Telus recently started charging a 1.5% fee for customers paying bills with their Visa or Mastercard, a move the company recently called “just and reasonable.”

Now, according to the Canadian Radio-television and Telecommunications Commission (CRTC), the regulator clarifies Telus doesn’t need permission to charge most of its customers.

“It is really restricted to some rural exchange areas where there’s no competition, because the CRTC does not regulate areas where it seems there’s enough market forces and competition,” said CRTC media relations manager, Patricia Valladao, speaking with The Financial Post.

“It gets confusing for everybody else because they probably think the CRTC has the power to say no, but the reality is we do not for the areas we don’t regulate the company,” added Valladao.

So what areas does the CRTC regulate that will have a decision on the Telus credit card fee? Some small areas in rural parts of B.C. and Alberta. The regulator will make its final decision on the Telus credit card fee by December 6, 2022.
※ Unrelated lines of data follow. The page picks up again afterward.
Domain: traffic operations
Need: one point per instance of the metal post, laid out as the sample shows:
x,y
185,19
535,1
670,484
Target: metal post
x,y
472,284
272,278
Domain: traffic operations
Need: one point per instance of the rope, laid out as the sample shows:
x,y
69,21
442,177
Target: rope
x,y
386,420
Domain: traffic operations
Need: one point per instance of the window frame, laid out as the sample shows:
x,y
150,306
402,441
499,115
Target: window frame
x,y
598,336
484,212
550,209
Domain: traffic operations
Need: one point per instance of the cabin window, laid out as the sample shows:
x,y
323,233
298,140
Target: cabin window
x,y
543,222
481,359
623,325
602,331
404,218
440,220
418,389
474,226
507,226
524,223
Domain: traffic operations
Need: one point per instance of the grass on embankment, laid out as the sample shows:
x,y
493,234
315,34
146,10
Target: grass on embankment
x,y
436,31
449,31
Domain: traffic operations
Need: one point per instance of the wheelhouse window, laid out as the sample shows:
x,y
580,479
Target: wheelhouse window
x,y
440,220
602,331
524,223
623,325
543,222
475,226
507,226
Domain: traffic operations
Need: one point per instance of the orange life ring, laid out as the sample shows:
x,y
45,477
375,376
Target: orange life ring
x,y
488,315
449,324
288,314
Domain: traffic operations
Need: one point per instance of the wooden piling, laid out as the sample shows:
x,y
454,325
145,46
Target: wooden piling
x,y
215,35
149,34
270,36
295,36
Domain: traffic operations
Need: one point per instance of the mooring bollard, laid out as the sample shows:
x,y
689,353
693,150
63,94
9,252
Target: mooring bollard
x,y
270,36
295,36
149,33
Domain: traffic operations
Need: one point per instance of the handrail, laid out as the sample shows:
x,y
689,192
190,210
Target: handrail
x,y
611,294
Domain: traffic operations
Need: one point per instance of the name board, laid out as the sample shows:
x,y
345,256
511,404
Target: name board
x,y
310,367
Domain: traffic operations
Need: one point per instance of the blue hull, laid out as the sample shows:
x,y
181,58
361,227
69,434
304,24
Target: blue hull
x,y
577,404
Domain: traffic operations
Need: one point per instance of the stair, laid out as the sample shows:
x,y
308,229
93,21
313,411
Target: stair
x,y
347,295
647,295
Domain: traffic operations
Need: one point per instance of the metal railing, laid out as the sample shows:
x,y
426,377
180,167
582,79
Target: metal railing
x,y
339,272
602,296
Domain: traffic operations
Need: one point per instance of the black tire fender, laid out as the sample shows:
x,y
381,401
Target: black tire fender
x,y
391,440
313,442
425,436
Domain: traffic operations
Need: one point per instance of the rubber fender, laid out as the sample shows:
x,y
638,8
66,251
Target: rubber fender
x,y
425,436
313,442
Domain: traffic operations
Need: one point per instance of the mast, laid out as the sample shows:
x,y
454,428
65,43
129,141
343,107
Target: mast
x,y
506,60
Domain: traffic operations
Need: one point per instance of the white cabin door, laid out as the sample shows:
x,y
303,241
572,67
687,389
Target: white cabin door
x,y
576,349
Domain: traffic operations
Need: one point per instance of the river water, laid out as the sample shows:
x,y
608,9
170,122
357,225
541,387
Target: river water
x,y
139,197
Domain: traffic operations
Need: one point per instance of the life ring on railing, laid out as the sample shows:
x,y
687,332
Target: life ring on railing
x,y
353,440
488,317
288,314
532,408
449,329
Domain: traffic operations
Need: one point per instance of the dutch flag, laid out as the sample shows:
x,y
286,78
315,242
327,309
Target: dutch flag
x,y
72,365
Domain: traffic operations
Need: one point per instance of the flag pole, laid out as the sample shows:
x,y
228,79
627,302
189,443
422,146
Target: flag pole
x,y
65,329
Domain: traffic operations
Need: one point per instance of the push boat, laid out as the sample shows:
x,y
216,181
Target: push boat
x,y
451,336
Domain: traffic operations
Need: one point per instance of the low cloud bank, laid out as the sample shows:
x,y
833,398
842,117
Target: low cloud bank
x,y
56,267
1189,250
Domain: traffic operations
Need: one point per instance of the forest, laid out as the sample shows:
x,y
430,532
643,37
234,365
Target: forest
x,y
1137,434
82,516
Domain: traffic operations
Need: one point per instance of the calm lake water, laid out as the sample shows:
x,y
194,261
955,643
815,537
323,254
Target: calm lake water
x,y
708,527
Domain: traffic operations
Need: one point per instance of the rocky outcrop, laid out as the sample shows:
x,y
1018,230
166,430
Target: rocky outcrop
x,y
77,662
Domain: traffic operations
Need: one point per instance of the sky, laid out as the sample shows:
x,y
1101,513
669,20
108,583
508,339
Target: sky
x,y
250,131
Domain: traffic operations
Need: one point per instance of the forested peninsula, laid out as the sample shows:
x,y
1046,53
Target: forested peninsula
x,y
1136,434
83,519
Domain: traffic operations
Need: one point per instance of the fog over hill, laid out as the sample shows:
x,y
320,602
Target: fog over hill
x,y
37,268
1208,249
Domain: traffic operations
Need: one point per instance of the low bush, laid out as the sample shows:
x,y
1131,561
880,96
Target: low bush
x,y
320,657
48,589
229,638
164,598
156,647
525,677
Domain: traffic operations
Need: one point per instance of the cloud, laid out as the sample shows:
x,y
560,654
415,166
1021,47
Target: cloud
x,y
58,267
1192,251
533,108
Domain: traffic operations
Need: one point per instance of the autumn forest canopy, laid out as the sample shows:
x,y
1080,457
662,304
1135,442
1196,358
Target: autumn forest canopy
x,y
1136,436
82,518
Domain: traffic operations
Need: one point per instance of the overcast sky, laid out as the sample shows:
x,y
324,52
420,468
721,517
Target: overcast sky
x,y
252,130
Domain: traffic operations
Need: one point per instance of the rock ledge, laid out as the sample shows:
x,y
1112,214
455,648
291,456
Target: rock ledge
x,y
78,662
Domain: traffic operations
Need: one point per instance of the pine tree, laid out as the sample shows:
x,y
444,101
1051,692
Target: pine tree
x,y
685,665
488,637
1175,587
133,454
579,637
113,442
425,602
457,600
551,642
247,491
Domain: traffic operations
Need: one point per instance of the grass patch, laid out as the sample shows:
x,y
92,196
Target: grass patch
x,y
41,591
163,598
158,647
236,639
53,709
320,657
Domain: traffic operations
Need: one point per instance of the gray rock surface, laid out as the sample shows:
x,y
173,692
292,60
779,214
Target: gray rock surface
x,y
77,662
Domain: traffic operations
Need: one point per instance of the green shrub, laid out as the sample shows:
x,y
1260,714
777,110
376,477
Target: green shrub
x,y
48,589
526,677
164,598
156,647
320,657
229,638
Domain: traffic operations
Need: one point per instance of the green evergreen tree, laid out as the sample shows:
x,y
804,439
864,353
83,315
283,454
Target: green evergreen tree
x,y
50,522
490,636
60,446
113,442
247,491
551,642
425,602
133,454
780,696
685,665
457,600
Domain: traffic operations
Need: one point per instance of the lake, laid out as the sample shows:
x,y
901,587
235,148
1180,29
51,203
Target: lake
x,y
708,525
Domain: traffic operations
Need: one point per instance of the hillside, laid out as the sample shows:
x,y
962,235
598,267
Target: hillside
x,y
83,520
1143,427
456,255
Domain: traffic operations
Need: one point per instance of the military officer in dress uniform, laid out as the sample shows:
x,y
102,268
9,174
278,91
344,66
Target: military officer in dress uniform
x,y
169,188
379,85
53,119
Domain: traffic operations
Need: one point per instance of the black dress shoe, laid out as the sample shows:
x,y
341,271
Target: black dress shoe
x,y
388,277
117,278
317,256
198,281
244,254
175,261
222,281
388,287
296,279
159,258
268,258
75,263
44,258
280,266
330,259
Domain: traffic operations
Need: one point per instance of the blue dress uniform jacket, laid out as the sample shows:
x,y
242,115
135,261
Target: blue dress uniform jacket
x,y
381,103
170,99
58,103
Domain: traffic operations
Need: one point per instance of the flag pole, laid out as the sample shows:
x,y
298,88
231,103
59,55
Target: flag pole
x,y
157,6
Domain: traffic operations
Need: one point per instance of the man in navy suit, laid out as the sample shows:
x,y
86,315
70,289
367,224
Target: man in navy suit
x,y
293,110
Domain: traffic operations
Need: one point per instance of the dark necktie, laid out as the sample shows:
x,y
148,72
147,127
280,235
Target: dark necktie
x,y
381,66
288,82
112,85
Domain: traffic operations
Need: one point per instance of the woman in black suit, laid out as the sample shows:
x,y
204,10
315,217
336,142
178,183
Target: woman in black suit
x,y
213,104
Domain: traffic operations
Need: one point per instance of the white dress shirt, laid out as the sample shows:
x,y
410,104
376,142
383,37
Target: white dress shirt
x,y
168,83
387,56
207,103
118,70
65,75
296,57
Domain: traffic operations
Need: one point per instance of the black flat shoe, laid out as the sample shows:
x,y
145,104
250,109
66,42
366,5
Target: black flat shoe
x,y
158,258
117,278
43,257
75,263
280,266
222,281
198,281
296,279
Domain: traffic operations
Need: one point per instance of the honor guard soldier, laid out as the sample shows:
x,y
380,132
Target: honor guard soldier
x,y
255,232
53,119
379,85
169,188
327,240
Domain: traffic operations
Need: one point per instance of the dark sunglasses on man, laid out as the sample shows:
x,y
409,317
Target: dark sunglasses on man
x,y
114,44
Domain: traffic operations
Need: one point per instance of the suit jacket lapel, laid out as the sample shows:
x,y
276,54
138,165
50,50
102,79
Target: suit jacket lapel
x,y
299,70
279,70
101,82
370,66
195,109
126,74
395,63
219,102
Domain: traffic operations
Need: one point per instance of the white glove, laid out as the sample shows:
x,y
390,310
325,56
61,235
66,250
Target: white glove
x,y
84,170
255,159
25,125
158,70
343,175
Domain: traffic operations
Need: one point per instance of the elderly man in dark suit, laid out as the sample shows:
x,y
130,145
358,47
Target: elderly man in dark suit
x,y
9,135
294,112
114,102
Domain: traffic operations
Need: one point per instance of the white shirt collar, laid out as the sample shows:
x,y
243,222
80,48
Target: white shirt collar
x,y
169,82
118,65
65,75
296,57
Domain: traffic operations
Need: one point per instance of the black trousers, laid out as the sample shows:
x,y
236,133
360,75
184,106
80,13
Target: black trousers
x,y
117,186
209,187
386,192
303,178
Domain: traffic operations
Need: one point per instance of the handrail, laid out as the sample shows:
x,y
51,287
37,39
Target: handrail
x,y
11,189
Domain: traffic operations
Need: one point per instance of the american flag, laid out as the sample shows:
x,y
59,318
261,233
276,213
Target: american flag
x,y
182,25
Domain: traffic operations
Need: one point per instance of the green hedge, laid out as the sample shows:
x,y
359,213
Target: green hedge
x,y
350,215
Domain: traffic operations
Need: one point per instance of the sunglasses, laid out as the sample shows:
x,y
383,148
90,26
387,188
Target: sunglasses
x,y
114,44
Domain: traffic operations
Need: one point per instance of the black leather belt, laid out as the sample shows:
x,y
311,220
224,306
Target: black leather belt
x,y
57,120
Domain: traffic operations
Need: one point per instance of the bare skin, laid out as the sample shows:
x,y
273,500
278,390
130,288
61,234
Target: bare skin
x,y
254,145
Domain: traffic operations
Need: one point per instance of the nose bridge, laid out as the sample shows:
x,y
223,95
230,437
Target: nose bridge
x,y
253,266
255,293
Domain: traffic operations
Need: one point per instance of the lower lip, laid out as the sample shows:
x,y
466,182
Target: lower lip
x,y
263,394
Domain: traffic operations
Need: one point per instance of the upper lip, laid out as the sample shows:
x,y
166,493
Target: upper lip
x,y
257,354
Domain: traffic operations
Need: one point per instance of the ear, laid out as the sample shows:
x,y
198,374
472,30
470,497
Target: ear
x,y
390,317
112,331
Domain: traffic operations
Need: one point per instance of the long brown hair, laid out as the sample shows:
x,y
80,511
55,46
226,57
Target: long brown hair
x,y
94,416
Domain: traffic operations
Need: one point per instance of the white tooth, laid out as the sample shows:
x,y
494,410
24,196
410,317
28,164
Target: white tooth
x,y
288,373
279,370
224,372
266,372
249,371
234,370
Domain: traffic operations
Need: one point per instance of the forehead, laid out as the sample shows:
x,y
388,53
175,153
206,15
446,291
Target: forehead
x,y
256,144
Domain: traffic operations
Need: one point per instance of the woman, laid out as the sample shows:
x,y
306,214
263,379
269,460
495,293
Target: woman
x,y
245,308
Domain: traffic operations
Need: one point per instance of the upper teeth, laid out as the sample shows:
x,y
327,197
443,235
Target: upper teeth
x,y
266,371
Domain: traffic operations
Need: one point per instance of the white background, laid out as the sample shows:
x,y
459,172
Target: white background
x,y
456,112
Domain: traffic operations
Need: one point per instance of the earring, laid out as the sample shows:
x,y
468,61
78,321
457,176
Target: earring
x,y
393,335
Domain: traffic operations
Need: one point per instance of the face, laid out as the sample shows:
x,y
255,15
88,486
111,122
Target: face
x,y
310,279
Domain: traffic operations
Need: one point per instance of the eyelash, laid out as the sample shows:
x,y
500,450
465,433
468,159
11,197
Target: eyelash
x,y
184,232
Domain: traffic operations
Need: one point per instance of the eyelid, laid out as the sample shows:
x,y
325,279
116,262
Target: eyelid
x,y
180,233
While Telus is one of the only businesses to implement a credit card fee for bill payments. The fee won’t apply to Koodo customers or Quebec.

How to avoid this credit card fee from Telus? The company has told customers they should consider “using alternative payment options.” These include one-time payments at your bank, recurring bank payments through pre-authorized debit, or Visa Debit, Visa Prepaid, and Mastercard Prepaid cards.

The only reason companies such as Telus can charge a credit card processing fee, is because of a recent class-action lawsuit settlement involving Visa and Mastercard over these surcharges. New rules started on October 6, allowing businesses to charge a credit card processing fee.

Telus previously told iPhone in Canada in a statement, “this fee helps us recover a portion of the processing costs we incur to accept credit card payments, and the average cost will be around $2 for most customers.”